Because if nobody is going to see the Form, nobody is going to dismiss it - running a modal dialog is a recipe for a hang - so you want it to complain loudly when this happens rather than sit there quietly until you kill the process (or look at a stack trace to determine what'd going on). (The other obvious problem is, who is going to pick the DialogResult if there is more than one possibility?) You want to know when this is happening. (Assert dialogs that dont throw if they cant show anything are a fun way of making people mad.).
In other words, because you want to know when things are confused enough in your code that a dialog is being shown within a service context.
(I'm assuming you're using Windows Forms on .NET, eve though you didnt tag it as such)
(If you have correctly configured things such that the service is allowed to interact with the desktop, you won't get an Exception)
When a Windows Service is started it is assigned to a Window Station and Desktop according to well documented, though somewhat obscure rules.

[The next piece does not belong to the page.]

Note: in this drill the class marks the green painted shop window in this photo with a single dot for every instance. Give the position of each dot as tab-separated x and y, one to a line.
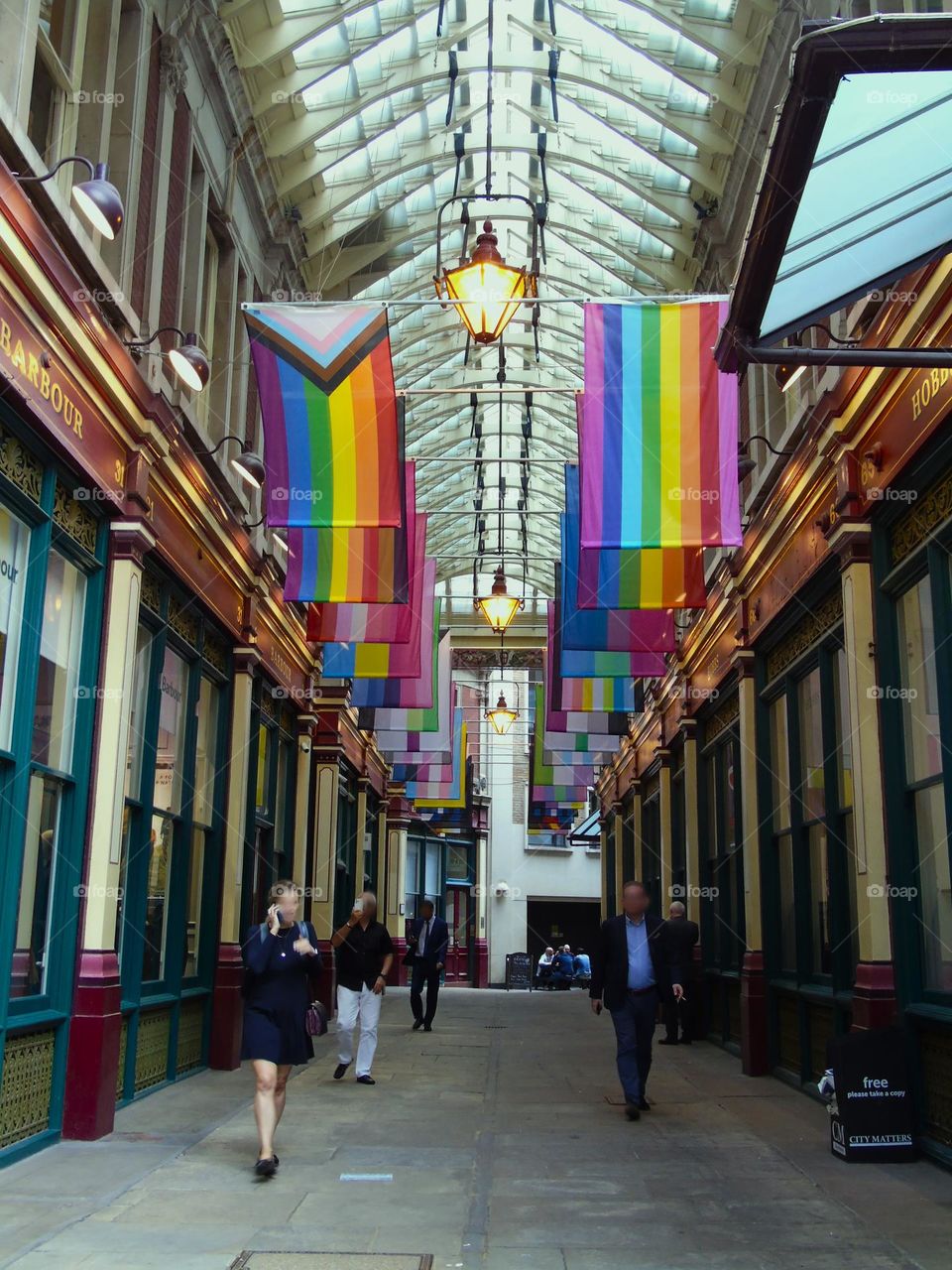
14	553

As mentioned elsewhere it is not assigned to the interactive desktop (unless it is set to interact with the desktop on a pre-Vista OS) but it definitely runs in a desktop.
It is a common misconception that services cannot use UI elements. In fact many services (such as SQL Server) have in the past used hidden windows and windows messages for thread synchronization and work distribution purposes. There is no reason that a Form cannot be shown in a service. If you are getting an error it is due to something you are doing with the form or some component that is on the form. The most likely issues have to do with whether or not you need an STA thread for your form or are you creating a message pump for your form or something similar.
While you certainly can use a form in a Windows Service you almost certainly shouldn't. There will be threading issues, cross apartment call issues, possible blocking UI issues, etc. There are a very few situations where using a window in a service is a good choice but there is a better way, with no UI, in 99.99% of all cases.
Because at the time when the operating system needs to paint the window there is nothing to draw the form on.